Чувство, что он затерян на отдаленном острове, возвратилось вновь, ставши еще тягостнее, еще непроницаемей…
Он вздохнул, потирая ладонями лицо, и услышал, как Бруно рядом хмыкнул:
— А я гляжу, ты особо-то усидчивым учеником не был, а?
— Что? — переспросил он непонимающе; тот кивнул на его руки.
Курт улыбнулся, проведя пальцем по едва различимым поперечным полоскам на тыльной стороне ладоней, вздохнул.
— Вот ты о чем… Да, розог в свое время я обрел изрядно.
— И не только? Я кое-что заметил, когда ты сегодня красовался своим тавром…
— Печатью.
— Похрену, — отмахнулся тот. — Так вот: мне почудилось, или нечто схожее у тебя и на спине?
— Не почудилось.
Бруно удивленно качнул головой, хмыкнув.
— Любопытно б узнать, где ж это такое место, в котором господ плетьми охаживают. Одним бы глазком взглянуть.
— А кто тебе сказал, что я — из господ?
— Ну, да, — криво ухмыльнулся он, — с улицы тебя в инквизиторы взяли.

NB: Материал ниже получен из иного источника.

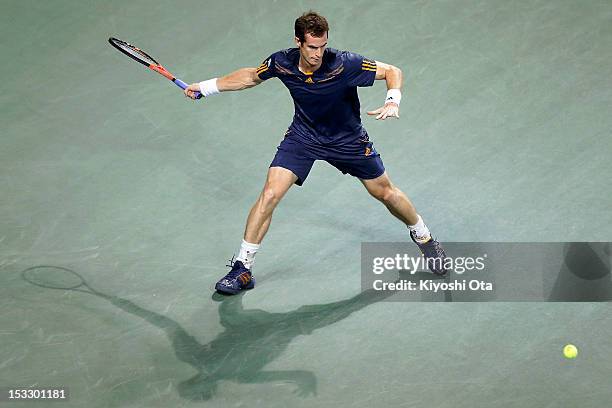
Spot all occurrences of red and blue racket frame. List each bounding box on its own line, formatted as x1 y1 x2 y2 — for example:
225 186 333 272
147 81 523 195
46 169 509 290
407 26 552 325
108 37 202 99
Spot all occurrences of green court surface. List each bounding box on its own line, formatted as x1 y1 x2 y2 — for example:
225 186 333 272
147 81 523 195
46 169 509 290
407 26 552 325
0 0 612 408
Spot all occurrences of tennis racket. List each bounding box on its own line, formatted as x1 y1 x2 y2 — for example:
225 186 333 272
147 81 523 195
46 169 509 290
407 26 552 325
108 37 202 99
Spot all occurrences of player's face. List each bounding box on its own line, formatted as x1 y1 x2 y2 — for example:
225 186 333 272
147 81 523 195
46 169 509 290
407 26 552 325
295 33 327 66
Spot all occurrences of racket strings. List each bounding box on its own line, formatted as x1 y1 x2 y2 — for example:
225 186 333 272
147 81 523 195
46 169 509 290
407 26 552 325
110 38 159 65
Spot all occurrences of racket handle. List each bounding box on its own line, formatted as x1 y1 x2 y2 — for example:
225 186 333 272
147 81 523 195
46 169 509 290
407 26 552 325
172 78 202 99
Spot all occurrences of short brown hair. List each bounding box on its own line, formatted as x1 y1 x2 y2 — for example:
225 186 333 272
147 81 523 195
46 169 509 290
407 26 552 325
295 10 329 43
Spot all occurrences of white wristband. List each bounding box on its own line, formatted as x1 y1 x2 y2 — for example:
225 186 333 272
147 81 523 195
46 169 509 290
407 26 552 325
385 89 402 106
200 78 219 97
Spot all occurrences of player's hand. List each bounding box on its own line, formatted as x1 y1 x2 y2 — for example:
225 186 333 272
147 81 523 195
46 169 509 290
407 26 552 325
183 83 200 100
368 102 399 120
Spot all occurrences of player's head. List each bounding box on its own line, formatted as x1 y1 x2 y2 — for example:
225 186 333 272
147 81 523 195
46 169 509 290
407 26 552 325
295 10 329 65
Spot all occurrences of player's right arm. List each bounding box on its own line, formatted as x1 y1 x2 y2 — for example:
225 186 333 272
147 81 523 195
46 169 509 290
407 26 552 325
184 68 263 99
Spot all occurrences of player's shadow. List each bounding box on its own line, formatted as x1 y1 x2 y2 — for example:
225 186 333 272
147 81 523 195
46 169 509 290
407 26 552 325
548 242 612 302
21 271 392 401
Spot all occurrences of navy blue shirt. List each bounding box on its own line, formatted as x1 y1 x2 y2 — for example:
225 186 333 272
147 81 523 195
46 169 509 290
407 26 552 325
257 48 376 149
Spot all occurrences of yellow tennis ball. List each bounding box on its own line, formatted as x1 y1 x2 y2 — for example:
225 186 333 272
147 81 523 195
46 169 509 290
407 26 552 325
563 344 578 358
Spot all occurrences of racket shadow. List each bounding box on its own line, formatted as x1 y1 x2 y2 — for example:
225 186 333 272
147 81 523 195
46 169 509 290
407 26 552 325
22 266 391 401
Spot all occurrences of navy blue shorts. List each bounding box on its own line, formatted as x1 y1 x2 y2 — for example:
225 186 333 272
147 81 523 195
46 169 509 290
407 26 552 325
270 133 385 186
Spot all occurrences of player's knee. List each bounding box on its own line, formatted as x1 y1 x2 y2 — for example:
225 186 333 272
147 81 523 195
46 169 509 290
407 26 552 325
372 185 398 206
370 185 397 205
261 186 280 209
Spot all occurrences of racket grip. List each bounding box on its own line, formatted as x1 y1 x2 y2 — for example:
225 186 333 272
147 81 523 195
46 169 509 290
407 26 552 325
172 78 202 99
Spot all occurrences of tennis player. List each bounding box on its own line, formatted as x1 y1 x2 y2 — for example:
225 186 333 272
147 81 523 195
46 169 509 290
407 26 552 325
185 11 447 294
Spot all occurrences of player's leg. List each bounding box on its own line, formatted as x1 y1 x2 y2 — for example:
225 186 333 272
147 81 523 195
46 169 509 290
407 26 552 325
215 167 298 294
215 137 315 294
360 172 418 225
360 172 447 275
244 167 298 245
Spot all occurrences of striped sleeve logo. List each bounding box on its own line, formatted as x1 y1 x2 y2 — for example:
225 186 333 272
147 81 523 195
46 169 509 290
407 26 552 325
257 58 271 75
361 58 376 72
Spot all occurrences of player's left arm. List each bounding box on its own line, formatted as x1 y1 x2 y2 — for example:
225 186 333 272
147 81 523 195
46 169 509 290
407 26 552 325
368 61 402 120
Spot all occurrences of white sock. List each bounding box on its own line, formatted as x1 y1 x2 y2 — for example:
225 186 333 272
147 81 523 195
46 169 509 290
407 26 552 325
408 214 431 244
236 239 259 269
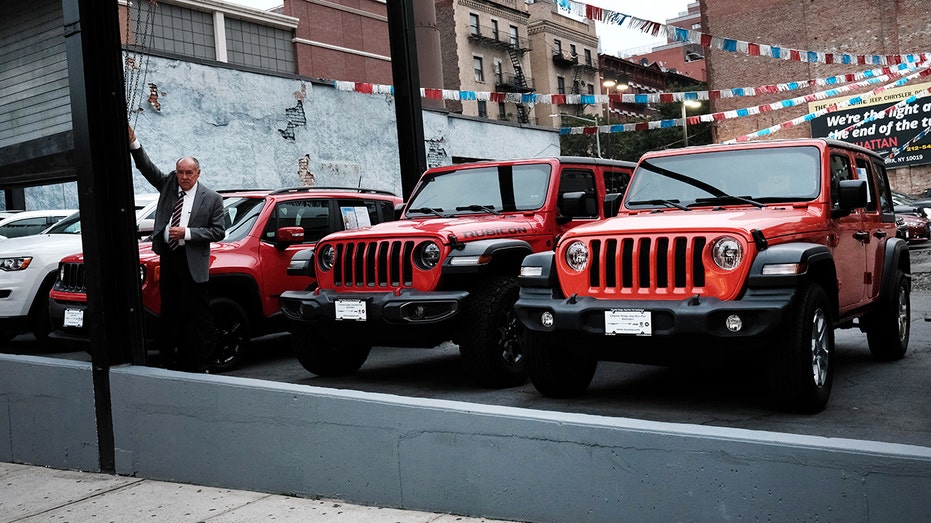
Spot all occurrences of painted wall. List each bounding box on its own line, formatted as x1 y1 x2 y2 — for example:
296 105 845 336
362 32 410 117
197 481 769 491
18 52 559 209
0 354 931 522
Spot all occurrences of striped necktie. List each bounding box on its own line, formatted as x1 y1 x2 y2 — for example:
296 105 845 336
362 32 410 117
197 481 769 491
168 191 184 250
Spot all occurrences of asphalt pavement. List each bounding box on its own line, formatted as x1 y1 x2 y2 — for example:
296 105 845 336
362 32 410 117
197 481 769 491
0 462 512 523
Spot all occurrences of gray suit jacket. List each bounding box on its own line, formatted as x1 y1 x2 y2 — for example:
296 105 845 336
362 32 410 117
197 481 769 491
130 147 226 283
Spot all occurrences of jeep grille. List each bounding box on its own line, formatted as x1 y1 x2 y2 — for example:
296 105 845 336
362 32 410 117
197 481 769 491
55 262 87 292
588 236 707 294
333 240 415 288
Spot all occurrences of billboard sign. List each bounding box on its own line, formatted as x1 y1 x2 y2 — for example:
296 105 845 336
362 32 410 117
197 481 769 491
808 83 931 168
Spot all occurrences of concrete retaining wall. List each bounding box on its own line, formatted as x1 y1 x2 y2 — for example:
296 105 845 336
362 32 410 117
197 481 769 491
0 356 931 521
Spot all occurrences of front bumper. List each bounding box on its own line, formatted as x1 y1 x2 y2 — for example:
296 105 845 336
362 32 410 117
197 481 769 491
279 289 469 347
514 289 796 356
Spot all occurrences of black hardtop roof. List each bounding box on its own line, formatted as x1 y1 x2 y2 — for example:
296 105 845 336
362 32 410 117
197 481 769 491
647 137 882 160
430 156 637 171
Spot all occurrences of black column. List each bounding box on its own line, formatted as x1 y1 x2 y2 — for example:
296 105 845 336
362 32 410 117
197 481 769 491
62 0 145 473
387 0 427 200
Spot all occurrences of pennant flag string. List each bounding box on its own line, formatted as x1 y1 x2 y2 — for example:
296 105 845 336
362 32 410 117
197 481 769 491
559 0 931 65
560 62 931 137
333 62 918 105
722 69 931 144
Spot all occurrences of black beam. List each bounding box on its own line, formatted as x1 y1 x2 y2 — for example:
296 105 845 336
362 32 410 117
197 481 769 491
387 0 427 200
62 0 145 473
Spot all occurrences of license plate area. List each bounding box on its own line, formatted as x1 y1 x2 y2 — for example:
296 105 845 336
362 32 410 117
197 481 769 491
334 300 366 321
64 309 84 328
605 309 653 336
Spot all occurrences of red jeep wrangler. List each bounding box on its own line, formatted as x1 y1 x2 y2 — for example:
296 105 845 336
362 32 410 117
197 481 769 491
49 187 402 372
515 139 910 412
280 157 634 387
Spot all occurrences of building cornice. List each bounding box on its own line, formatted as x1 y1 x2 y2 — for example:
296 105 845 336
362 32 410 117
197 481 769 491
151 0 300 30
292 38 391 62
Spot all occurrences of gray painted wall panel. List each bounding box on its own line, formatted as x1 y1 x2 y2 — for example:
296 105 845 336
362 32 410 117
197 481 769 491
0 354 100 471
105 368 931 521
0 0 71 147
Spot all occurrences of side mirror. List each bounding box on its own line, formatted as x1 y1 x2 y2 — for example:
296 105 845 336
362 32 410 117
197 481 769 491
287 248 316 277
275 227 304 246
604 192 624 218
831 180 866 218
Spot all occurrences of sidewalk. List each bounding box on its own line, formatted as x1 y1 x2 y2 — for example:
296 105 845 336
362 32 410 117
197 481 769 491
0 462 512 523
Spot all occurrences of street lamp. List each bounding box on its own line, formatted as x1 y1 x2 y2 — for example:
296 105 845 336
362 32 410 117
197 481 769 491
682 100 701 147
550 113 602 158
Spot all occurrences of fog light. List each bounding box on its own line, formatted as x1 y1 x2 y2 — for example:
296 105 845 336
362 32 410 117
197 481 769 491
411 305 425 320
724 314 744 332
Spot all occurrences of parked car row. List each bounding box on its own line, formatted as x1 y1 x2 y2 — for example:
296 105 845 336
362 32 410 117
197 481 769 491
0 139 916 412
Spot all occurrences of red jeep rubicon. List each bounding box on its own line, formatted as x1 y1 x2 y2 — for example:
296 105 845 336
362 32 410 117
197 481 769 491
49 187 402 372
515 139 910 412
280 157 634 387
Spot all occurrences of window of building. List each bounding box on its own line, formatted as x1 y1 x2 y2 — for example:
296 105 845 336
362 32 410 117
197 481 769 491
469 13 479 35
226 17 295 73
130 2 217 60
472 56 485 82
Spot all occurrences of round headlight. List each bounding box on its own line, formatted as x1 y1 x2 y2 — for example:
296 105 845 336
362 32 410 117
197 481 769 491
414 242 440 270
566 241 588 272
317 245 336 271
711 236 744 271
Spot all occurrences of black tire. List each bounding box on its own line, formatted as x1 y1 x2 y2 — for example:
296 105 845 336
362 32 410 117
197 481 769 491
205 297 252 372
866 270 911 361
526 332 598 398
769 284 834 413
458 276 527 388
291 322 372 377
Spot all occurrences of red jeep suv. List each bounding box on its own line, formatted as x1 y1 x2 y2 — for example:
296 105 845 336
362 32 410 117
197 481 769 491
49 187 402 371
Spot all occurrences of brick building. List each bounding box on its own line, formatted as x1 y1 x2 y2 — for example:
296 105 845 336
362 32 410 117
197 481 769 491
701 0 931 193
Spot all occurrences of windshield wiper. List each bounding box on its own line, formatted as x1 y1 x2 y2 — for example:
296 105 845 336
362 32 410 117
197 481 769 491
627 199 692 211
691 194 765 208
407 207 446 218
456 204 501 214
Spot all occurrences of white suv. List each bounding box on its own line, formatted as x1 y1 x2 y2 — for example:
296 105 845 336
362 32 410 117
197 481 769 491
0 196 157 343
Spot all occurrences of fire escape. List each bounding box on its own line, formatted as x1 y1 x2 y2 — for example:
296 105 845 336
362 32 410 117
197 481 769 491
469 26 536 124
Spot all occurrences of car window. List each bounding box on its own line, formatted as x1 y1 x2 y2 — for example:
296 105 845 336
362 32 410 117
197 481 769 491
407 163 552 216
223 197 265 242
262 199 330 243
624 147 821 209
0 216 55 238
45 213 81 234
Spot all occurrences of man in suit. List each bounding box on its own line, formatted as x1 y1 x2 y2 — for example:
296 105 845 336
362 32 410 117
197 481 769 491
129 128 226 372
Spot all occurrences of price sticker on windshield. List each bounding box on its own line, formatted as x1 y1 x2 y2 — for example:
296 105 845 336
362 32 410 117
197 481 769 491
334 300 365 321
605 309 653 336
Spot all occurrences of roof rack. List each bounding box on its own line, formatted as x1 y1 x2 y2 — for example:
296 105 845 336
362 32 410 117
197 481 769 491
269 185 397 196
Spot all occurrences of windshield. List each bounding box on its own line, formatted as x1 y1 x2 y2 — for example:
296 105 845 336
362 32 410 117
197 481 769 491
407 163 552 216
222 197 265 242
625 147 821 209
45 213 81 234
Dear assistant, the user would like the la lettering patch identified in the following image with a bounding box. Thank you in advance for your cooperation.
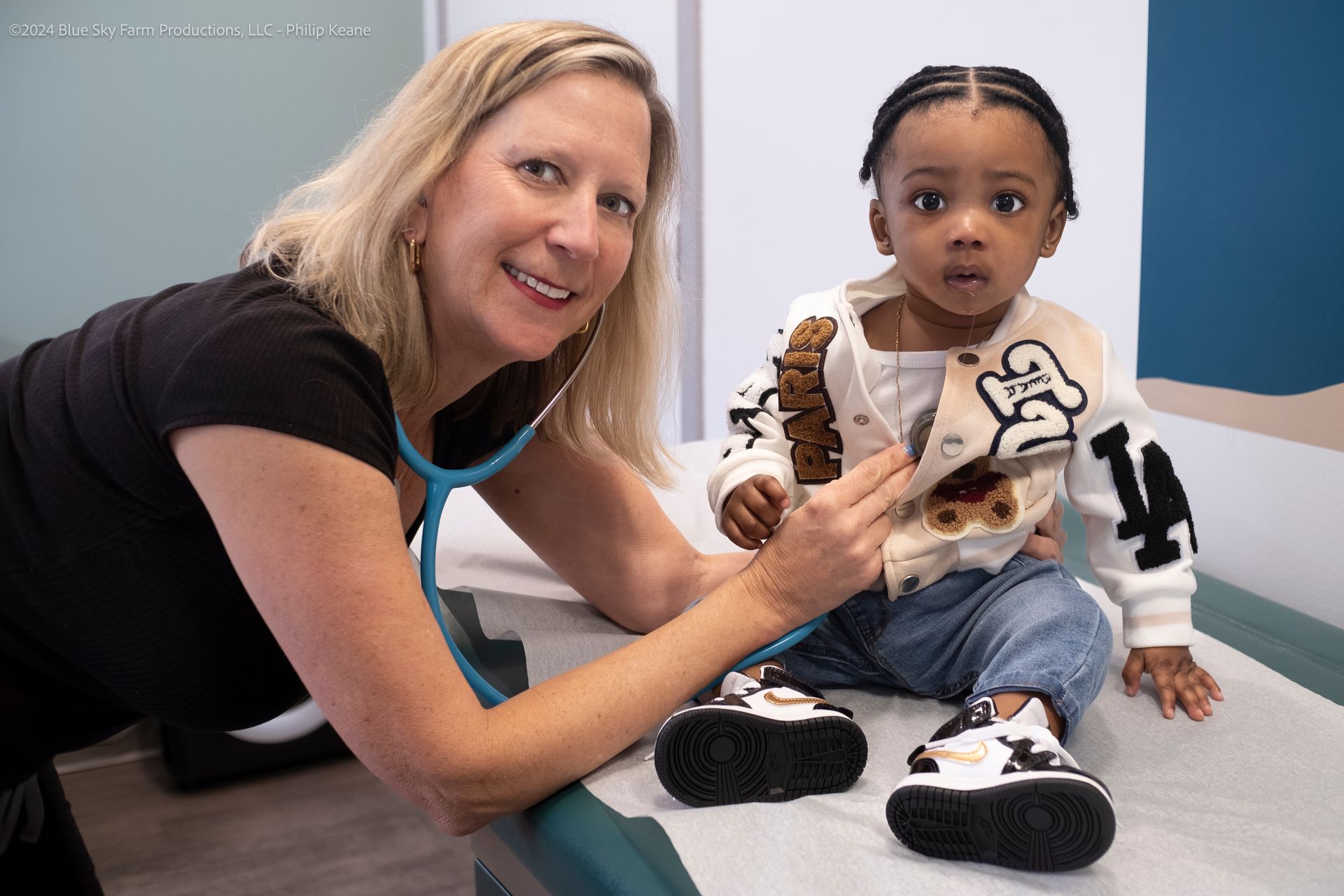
[976,340,1087,458]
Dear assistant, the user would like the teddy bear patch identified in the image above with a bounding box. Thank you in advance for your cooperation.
[923,456,1021,539]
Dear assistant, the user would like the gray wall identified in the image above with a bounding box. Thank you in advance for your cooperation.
[0,0,424,358]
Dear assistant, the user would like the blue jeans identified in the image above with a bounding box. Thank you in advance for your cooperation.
[781,554,1112,740]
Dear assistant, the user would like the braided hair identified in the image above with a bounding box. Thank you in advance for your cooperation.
[859,66,1078,219]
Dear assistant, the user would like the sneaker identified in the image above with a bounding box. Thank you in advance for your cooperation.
[653,666,868,806]
[887,697,1116,871]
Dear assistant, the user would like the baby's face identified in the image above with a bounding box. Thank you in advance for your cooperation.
[869,104,1065,326]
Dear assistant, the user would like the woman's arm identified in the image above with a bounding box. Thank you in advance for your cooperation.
[172,426,914,834]
[476,440,751,631]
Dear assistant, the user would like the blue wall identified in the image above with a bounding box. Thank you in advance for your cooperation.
[1138,0,1344,395]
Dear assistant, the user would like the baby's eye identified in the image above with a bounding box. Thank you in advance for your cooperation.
[519,158,561,184]
[916,192,948,211]
[596,193,634,218]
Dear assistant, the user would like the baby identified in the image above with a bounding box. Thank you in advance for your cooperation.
[656,66,1223,871]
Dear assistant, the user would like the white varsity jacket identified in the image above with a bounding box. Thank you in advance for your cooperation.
[708,267,1196,648]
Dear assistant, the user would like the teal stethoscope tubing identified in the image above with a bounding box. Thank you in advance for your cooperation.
[396,307,825,706]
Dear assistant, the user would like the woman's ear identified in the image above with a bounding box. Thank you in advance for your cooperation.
[402,193,428,246]
[1040,199,1068,258]
[868,199,895,255]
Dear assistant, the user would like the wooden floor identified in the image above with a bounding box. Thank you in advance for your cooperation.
[62,759,476,896]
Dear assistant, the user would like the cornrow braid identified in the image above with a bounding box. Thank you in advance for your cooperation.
[859,66,1078,219]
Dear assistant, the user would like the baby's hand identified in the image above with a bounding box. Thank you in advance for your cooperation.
[1119,648,1223,722]
[723,473,789,551]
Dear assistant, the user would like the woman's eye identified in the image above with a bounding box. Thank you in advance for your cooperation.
[916,193,948,211]
[519,158,561,184]
[596,193,634,218]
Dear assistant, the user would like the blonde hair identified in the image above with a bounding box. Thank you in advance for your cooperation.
[244,22,679,485]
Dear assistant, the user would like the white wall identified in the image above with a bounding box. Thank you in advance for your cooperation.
[701,0,1148,438]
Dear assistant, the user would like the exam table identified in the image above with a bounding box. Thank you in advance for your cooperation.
[412,442,1344,896]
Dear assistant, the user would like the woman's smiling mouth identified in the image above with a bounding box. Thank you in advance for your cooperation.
[503,262,574,300]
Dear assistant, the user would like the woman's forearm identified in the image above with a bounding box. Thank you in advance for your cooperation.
[435,578,789,836]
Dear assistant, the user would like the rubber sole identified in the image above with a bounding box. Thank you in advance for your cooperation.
[653,709,868,806]
[887,778,1116,871]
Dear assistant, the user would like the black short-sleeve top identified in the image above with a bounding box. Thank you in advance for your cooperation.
[0,265,489,788]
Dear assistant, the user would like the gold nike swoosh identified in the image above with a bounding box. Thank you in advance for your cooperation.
[916,740,989,764]
[764,690,825,706]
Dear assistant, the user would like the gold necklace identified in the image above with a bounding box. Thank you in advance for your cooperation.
[897,295,906,444]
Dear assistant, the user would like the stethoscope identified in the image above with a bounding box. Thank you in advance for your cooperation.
[396,305,827,706]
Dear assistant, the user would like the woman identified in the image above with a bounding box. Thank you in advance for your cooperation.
[0,23,1058,892]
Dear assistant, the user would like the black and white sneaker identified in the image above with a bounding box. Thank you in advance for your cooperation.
[653,666,868,806]
[887,697,1116,871]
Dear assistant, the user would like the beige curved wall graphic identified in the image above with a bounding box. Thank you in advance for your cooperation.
[1138,376,1344,451]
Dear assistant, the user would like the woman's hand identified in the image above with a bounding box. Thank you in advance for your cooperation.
[1020,498,1068,566]
[1119,648,1223,722]
[723,473,789,551]
[742,444,916,630]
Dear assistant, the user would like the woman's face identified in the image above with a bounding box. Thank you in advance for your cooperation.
[410,73,650,368]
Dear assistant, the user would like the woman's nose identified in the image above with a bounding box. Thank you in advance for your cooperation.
[548,196,598,260]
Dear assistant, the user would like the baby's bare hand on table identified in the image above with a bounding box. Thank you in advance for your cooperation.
[723,473,789,551]
[1119,648,1223,722]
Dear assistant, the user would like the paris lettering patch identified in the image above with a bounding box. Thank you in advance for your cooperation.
[780,317,844,485]
[976,340,1087,458]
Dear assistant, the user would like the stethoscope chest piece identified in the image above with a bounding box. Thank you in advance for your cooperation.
[910,410,937,456]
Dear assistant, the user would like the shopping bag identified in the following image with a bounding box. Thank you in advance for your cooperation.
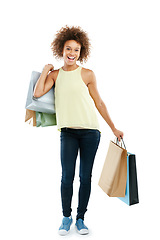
[25,71,55,114]
[119,152,139,206]
[98,141,127,197]
[25,109,36,127]
[36,112,57,127]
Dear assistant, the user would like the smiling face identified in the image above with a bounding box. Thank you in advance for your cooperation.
[63,40,81,65]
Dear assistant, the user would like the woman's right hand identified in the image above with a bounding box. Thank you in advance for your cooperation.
[43,64,54,72]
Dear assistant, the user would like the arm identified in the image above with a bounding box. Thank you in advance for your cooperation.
[33,64,54,98]
[88,71,123,141]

— Именно что с улицы… Моя мать, да будет тебе известно, была прачкой, а отец занимался тем, что за жалкие медяки натачивал ножи, ножницы и прочую дребедень.
— Врешь, — убежденно сказал тот; Курт улыбнулся.
— Похоже, теперь время рассказать и мою историю. Интересно?
— Да не то слово; занятно будет послушать, как это сыновья прачек делаются господами следователями.
— Ты слышал об академии имени святого Макария?
Бруно передернул плечами, неопределенно промычав нечто, что сложно было расценить как утверждение либо отрицание, и неуверенно кивнул.
— Что-то такое… Ну, там инквизиторов делают, насколько я знаю. 'SM' на твоем клейме — это оно?
Внимательный, отметил Курт, но в ответ просто сказал:
— Печать, Бруно. Это называется Печать.
— За что ж с вами так? точно баранов.
- 'За что'… - не то повторил, не то переспросил Курт, глядя мимо него, и вздохнул. — Хоть и было за что, а это — не наказание и не принижение. Как я уже говорил, это — просто notamen[36], по которому можно понять, кто я.
Конечно, не просто знак, возразил он сам себе мысленно, но этот бывший студент вряд ли поймет его сейчас. Этого Курт ему рассказывать не будет — что это значило для выпускников, с каким нетерпением они ждали этого дня, ждали — и боялись. В зал, полутемный, тихий, где свершалось то, что курсанты почтительно звали Церемонией, вызывали по одному, а оставшиеся за дверью делали ставки — закричит ли; у двери царило нервное веселье, серьезными, притихшими были лишь те, кто, пошатываясь, выходил обратно…
— Ладно, как угодно, — согласился Бруно и поторопил: — Так я слушаю, трави свою историю. Твоя мама хорошо отстирала шмотки палача, и тебя взяли по знакомству?
— Моя мать, Бруно, умерла от чумы, когда мне было восемь.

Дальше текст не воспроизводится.